Deb Vansteenwegen: Als je mensen wil stimuleren om hun talenten te ontwikkelen, om excellent te presteren, dan is welbevinden een belangrijke voorwaarde om dat te kunnen doen. In impliciete boodschappen, ook binnen onze instelling, merk ik soms dat investeren in welzijn betuttelend zou zijn. ‘Als we bezig zijn met welzijn, leggen we de lat lager, we zijn te weinig bezig met de harde performance en de wereld is nu eenmaal competitief’. Dat soort ideeën. Als organisatie moet je daar een balans in vinden. Waar ik tegenin wil gaan, is dat het een tegenstelling zou zijn. Alsof je door ‘soft’ te zijn, het ‘harde’ vergeet. Nee, het is én-én. Je hebt beide nodig om een stimulerende omgeving te creëren, zowel dat welbevinden voor ogen houden als de ambitie om excellent te presteren.

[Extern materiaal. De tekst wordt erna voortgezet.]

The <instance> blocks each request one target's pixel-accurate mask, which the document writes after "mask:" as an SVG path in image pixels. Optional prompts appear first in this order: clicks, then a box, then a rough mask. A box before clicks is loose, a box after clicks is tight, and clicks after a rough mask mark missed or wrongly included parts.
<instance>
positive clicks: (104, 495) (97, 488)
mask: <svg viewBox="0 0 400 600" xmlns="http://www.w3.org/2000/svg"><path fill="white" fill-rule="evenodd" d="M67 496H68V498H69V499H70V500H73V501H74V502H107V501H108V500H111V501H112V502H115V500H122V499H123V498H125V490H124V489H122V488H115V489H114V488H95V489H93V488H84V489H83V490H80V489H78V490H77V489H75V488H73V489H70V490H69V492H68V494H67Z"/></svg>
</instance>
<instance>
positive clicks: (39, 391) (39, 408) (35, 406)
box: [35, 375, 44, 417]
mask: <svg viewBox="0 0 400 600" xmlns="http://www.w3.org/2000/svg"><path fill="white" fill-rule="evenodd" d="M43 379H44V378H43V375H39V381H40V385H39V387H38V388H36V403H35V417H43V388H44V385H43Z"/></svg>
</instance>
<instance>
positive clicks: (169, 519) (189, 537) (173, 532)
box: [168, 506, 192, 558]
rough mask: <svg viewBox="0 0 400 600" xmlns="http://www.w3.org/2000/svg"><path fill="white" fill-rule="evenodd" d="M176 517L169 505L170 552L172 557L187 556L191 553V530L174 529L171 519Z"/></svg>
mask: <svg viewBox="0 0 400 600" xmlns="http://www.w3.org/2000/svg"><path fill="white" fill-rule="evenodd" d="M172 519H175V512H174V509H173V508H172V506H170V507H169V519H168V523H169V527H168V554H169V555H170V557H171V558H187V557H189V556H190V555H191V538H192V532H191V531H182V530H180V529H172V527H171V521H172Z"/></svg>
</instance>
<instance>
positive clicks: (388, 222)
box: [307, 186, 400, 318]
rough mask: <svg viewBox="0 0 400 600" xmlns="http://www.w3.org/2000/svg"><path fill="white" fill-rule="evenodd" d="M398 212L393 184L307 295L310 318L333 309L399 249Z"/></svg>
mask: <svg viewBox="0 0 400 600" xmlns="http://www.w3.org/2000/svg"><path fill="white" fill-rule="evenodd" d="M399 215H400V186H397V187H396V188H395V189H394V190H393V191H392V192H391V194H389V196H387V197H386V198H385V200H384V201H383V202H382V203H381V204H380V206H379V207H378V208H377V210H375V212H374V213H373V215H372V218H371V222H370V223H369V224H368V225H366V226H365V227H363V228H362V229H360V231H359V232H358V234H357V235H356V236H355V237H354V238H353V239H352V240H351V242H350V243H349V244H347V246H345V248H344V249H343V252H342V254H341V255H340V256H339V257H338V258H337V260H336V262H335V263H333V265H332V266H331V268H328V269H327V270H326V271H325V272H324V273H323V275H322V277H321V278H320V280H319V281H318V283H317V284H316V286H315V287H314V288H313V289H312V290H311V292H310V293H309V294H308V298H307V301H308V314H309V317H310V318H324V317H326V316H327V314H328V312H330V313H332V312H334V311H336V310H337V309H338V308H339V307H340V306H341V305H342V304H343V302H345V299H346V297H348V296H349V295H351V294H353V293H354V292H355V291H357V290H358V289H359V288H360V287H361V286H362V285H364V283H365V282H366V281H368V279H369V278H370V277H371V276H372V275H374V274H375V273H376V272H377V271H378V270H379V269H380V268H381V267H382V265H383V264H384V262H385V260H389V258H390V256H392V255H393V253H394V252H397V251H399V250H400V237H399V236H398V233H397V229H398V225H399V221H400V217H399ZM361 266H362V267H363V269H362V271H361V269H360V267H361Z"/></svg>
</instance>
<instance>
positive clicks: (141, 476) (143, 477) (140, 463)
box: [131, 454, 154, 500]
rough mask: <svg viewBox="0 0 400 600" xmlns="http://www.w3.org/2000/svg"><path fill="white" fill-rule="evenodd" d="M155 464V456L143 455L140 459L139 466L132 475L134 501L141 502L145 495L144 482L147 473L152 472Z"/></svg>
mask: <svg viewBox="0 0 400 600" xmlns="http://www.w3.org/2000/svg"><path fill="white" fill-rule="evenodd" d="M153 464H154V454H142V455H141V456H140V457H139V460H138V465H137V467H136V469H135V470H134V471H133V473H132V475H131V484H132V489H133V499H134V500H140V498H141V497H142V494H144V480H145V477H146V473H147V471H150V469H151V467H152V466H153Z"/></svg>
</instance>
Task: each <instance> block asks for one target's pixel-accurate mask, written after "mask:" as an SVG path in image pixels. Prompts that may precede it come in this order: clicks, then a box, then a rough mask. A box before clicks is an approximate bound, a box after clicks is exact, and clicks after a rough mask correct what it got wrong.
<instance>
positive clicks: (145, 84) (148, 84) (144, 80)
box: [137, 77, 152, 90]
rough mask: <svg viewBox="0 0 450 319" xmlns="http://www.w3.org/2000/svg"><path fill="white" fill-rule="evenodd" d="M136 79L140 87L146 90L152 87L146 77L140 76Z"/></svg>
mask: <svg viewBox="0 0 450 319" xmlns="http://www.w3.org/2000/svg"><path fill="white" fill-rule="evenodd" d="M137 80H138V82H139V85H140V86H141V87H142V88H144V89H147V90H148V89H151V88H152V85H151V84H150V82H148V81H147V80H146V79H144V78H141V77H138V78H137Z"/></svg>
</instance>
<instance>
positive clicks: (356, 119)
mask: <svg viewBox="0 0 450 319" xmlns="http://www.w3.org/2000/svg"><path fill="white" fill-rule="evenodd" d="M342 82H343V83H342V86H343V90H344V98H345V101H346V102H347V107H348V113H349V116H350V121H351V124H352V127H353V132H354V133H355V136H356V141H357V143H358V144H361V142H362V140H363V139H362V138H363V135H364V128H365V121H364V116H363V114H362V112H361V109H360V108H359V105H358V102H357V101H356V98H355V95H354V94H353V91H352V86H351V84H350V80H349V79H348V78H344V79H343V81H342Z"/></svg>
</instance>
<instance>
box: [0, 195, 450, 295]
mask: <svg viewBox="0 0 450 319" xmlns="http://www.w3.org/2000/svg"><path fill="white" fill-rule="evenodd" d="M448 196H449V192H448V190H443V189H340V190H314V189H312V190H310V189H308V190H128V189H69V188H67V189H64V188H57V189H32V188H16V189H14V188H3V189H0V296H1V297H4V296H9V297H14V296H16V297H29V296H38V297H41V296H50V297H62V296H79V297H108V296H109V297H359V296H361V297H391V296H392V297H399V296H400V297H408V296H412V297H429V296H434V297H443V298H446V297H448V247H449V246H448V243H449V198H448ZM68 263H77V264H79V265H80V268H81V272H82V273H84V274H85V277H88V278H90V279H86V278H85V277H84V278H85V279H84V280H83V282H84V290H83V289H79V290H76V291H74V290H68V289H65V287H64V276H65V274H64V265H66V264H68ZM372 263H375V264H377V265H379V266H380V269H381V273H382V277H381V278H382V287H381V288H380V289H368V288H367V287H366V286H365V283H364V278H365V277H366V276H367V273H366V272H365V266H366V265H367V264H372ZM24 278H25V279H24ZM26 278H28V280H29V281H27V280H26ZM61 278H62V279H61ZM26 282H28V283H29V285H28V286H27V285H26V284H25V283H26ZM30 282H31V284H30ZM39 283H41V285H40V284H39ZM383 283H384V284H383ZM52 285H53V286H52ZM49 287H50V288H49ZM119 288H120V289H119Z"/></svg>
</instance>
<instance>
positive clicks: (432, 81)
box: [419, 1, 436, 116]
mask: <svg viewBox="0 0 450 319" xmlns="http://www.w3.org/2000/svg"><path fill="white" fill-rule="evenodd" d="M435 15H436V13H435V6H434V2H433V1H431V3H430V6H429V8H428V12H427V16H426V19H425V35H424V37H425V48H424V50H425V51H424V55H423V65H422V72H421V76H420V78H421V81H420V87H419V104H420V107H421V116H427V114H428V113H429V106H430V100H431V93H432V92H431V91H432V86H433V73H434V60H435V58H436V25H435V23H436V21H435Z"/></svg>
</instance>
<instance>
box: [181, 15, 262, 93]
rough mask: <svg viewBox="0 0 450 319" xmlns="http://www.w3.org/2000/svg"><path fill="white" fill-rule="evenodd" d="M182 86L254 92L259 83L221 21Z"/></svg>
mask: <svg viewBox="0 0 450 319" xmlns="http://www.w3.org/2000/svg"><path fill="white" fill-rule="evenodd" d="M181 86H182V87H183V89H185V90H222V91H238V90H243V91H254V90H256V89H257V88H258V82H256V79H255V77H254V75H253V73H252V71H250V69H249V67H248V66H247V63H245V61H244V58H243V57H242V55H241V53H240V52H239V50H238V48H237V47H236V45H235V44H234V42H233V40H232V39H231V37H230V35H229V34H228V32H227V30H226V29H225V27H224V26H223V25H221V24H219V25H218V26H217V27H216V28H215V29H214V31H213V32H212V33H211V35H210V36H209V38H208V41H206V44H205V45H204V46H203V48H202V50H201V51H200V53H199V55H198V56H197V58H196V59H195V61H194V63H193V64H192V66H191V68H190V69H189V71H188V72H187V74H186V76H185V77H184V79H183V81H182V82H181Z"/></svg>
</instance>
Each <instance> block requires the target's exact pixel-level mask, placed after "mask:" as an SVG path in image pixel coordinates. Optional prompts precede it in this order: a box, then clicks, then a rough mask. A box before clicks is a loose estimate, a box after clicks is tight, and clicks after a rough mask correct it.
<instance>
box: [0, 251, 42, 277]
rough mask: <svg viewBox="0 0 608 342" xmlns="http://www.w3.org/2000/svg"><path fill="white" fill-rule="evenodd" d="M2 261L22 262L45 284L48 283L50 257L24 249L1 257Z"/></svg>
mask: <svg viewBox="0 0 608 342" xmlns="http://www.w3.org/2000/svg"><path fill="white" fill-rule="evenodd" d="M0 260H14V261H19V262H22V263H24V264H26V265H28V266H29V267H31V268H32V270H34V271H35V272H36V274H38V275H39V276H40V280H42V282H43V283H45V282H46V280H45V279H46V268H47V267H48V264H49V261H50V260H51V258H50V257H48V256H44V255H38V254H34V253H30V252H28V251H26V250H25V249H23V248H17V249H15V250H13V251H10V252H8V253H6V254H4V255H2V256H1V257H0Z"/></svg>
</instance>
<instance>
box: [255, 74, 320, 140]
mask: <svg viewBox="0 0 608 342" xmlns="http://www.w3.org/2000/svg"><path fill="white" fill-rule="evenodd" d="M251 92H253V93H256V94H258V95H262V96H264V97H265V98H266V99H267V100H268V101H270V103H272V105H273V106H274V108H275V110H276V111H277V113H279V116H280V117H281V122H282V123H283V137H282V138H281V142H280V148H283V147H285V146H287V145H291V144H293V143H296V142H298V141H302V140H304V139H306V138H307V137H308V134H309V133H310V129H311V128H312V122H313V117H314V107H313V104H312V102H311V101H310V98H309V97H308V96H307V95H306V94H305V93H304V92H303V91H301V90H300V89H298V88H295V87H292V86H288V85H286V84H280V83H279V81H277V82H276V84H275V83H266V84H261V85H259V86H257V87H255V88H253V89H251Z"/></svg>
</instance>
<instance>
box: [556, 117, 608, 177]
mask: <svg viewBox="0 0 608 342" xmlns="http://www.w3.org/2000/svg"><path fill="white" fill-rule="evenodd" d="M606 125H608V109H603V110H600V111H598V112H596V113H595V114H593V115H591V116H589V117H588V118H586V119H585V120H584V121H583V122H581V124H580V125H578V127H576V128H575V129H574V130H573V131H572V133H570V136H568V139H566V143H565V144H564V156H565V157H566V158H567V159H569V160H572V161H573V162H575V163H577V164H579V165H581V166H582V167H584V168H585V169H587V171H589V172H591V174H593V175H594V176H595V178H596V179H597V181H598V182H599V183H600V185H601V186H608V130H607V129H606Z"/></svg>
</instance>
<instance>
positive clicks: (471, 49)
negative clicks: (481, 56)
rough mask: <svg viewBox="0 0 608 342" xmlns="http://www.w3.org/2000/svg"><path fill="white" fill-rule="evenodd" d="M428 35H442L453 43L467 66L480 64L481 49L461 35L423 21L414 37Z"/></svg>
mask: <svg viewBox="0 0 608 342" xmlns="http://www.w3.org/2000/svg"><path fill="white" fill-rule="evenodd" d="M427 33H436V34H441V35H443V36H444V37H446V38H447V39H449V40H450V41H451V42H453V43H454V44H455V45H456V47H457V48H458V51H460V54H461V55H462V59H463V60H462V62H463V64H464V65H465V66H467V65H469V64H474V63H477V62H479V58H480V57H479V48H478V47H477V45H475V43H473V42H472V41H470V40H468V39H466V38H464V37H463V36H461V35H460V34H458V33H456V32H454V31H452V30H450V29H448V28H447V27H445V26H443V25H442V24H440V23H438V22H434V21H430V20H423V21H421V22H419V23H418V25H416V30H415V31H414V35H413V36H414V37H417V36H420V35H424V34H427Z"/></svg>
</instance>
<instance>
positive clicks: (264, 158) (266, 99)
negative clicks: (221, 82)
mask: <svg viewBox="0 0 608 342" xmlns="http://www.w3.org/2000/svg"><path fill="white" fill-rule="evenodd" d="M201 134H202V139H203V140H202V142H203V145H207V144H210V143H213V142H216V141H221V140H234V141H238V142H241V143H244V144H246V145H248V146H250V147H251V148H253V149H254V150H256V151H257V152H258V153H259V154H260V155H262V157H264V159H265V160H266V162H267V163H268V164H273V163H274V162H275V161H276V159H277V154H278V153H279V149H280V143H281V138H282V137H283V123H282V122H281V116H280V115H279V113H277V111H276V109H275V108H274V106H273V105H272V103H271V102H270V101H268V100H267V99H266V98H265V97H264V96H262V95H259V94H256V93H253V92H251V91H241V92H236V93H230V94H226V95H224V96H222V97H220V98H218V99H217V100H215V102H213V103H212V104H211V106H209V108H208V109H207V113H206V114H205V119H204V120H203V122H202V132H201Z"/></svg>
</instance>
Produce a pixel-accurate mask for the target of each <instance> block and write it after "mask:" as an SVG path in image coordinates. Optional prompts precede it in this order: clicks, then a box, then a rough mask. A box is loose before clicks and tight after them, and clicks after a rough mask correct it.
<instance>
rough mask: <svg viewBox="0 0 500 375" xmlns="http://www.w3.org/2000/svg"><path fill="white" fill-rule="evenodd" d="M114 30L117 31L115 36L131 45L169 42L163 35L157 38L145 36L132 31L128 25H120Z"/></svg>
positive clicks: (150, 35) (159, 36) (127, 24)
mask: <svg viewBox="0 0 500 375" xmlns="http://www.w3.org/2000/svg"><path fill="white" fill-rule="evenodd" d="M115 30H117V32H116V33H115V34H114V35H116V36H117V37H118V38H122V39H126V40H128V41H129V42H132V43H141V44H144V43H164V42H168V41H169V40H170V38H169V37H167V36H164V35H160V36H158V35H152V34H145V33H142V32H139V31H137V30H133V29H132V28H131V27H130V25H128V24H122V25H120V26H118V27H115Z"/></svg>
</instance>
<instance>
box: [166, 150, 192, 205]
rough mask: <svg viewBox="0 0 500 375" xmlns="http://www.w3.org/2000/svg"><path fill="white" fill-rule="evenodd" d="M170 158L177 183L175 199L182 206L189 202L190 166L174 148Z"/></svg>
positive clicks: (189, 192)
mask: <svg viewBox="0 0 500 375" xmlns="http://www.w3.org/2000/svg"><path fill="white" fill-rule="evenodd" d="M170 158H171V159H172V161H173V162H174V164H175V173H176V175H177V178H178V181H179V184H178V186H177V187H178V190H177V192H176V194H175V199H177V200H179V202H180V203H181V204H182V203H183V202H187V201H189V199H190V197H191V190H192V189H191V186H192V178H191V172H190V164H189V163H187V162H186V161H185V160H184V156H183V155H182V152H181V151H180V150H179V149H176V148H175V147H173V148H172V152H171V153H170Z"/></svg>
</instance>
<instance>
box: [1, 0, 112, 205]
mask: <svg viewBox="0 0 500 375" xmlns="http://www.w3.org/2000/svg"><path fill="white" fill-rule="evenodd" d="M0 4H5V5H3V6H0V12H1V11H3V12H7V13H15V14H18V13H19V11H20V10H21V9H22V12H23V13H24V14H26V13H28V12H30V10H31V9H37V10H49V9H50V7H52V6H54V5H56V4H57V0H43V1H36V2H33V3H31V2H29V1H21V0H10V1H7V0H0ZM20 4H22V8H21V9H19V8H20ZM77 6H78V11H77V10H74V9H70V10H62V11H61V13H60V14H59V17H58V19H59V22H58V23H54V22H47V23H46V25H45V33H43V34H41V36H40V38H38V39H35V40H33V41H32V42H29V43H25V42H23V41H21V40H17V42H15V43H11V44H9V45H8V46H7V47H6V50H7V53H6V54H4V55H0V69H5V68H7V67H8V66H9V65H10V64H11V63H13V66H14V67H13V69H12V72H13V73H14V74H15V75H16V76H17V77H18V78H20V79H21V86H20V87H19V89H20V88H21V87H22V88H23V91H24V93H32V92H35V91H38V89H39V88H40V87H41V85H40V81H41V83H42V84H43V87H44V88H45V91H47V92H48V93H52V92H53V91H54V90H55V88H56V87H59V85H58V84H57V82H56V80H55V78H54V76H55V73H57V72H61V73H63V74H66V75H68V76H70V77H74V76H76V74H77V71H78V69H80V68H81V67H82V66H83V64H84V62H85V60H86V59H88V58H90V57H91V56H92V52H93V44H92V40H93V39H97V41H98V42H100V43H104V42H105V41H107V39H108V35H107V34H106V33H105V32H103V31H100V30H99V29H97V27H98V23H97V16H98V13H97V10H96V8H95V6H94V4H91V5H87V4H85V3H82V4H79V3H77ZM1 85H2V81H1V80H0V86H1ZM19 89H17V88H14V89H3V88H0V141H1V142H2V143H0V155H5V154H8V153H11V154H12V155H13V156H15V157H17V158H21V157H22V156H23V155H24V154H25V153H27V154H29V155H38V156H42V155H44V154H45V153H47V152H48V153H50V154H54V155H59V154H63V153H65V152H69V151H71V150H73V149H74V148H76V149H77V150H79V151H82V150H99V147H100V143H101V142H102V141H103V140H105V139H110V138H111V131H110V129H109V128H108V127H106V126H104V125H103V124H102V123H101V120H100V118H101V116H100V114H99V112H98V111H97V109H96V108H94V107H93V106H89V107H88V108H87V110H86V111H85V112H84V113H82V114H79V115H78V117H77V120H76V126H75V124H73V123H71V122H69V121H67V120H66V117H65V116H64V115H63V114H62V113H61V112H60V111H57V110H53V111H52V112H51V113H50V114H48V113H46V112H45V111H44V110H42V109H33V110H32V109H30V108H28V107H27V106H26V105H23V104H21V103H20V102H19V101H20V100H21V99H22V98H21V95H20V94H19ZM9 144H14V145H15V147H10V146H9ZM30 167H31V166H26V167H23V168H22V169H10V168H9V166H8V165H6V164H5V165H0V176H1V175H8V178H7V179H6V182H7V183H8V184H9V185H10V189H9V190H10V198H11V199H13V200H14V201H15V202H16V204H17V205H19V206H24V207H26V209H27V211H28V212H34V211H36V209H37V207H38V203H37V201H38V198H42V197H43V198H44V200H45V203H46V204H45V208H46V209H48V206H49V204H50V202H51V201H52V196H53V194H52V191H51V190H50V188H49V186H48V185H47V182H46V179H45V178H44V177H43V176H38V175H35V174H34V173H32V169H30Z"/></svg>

Elfi Baillien: Dat sluit mooi aan bij een studie die we onlangs hebben gepubliceerd waarin we op HR-niveau zijn gaan kijken naar de mate waarin bedrijven investeerden in praktijken die bijdragen aan betere prestaties. Vanaf het moment dat binnen een team pesterijen heersen, ga je zien dat die high-performance-practices hun doel voorbijschieten. Dan ben je als organisatie keihard bezig met performantie, maar omdat je die zachtere waarden uit het oog verliest, gaan de zaken waarin je zo hard in investeert niks opleveren.